In 2016 Deer made her film début in Dope Fiend, a feature shot in the United States. Ever since she has longed for more work in this medium. It has been a slow burn in this area, but things are looking up.

“Ever since that first taste of working on film I was like, 'Yeah... mi like dis.' I had the opportunity to work on Storm Saulter's Sprinter and that was great. Then recently, in November last year, I did a short film Grace love in three Acts, which was another fantastic experience.”

Grace love in three Acts is executive produced by Emmy Award winner Lena Waithe, and Deer plays the younger self of the female lead. Co-directed by Joshua Kissi and Leah Natasha Thomas, who both have Jamaican connections, the short tells the story of a woman who leaves her children in Jamaica to go to the United States in search of a better life. A string of events forces her to return home and she is faced with a whole set of challenges.

“The idea is to develop this from a short into a feature-length film, and I would really love to be part of that.
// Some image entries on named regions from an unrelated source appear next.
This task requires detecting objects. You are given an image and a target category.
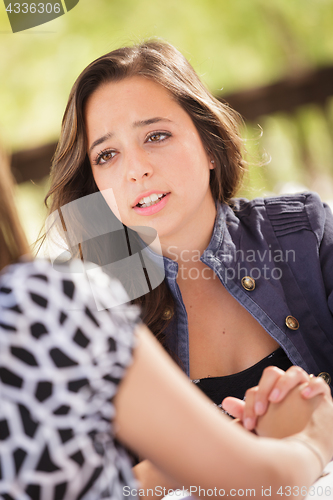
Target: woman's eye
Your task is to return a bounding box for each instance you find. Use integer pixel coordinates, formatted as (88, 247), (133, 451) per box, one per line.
(95, 150), (116, 165)
(147, 132), (170, 142)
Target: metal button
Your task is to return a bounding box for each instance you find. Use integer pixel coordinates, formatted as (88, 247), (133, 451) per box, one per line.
(318, 372), (331, 385)
(242, 276), (256, 292)
(162, 307), (173, 320)
(286, 316), (299, 330)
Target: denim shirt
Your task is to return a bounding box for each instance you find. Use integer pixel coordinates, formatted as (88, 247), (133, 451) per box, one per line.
(164, 193), (333, 386)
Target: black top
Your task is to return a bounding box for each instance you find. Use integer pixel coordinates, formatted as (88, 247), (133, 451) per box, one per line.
(192, 347), (292, 406)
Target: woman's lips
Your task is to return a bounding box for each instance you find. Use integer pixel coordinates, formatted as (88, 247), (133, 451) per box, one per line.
(133, 193), (170, 215)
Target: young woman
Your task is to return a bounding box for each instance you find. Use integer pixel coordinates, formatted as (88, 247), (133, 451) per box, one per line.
(44, 41), (333, 428)
(0, 146), (333, 500)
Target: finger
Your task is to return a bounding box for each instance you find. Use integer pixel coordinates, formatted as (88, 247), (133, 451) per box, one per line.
(301, 375), (331, 399)
(268, 366), (310, 403)
(222, 396), (245, 420)
(250, 366), (285, 416)
(243, 387), (258, 431)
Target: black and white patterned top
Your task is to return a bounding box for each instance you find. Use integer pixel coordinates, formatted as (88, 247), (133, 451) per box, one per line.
(0, 261), (138, 500)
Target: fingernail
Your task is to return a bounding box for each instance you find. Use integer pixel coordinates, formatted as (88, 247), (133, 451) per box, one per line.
(268, 389), (280, 401)
(244, 417), (254, 431)
(254, 401), (264, 415)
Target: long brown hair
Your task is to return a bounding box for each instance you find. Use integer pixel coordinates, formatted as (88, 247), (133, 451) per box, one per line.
(45, 40), (245, 341)
(0, 150), (30, 271)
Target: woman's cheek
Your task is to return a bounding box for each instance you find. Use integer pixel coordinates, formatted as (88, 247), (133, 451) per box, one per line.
(101, 188), (122, 222)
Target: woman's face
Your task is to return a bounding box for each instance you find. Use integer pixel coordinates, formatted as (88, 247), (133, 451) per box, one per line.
(85, 77), (215, 247)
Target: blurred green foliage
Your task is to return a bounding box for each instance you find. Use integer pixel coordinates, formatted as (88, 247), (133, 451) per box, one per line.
(0, 0), (333, 244)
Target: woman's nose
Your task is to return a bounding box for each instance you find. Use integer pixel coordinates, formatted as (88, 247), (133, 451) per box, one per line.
(126, 149), (153, 182)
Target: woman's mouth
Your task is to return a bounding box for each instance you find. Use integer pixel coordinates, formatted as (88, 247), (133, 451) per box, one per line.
(133, 193), (170, 215)
(136, 193), (167, 208)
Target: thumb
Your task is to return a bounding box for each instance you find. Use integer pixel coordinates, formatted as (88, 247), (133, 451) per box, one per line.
(222, 397), (245, 419)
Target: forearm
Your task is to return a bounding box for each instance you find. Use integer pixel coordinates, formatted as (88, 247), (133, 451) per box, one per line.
(116, 331), (333, 496)
(133, 460), (180, 499)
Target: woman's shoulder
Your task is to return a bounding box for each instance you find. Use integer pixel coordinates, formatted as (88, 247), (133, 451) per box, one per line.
(227, 192), (332, 242)
(0, 259), (139, 354)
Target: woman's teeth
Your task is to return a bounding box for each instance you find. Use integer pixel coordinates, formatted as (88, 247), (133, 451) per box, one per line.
(138, 193), (166, 208)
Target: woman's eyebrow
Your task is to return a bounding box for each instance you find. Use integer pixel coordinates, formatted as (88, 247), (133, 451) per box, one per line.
(89, 132), (113, 154)
(133, 116), (171, 127)
(89, 116), (171, 154)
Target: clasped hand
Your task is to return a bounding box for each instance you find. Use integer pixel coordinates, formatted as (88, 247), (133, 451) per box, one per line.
(222, 366), (331, 437)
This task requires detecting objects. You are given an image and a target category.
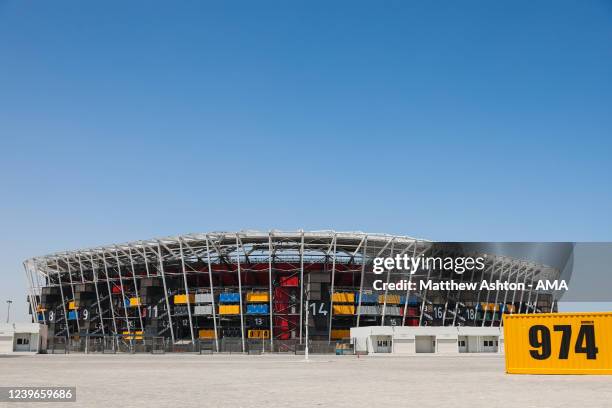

I am so grateful when these opportunities come my way. A nuff talent out deh, so when I get chosen I have no choice but to give thanks,” noted Deer.

She makes no bones of the fact that she is a big dreamer, so when asked where she would want her career to take her... Hollywood, Broadway, Emmy?... it is not surprising that Deer wants it all.

“EGOT (winner of an Emmy, Grammy, Oscar and Tony) why not get all of them. I want to be an EGOT, baby,” she declared amidst peals of laughter.

“One is not enough. I'm a firm believer that if you aim for the stars, should you miss, you will be among the clouds, so I never limit my dreams. If it is out there I am going after it. I am not going to rest on my laurels, I will work for it, but I definitely believe in dreaming big.”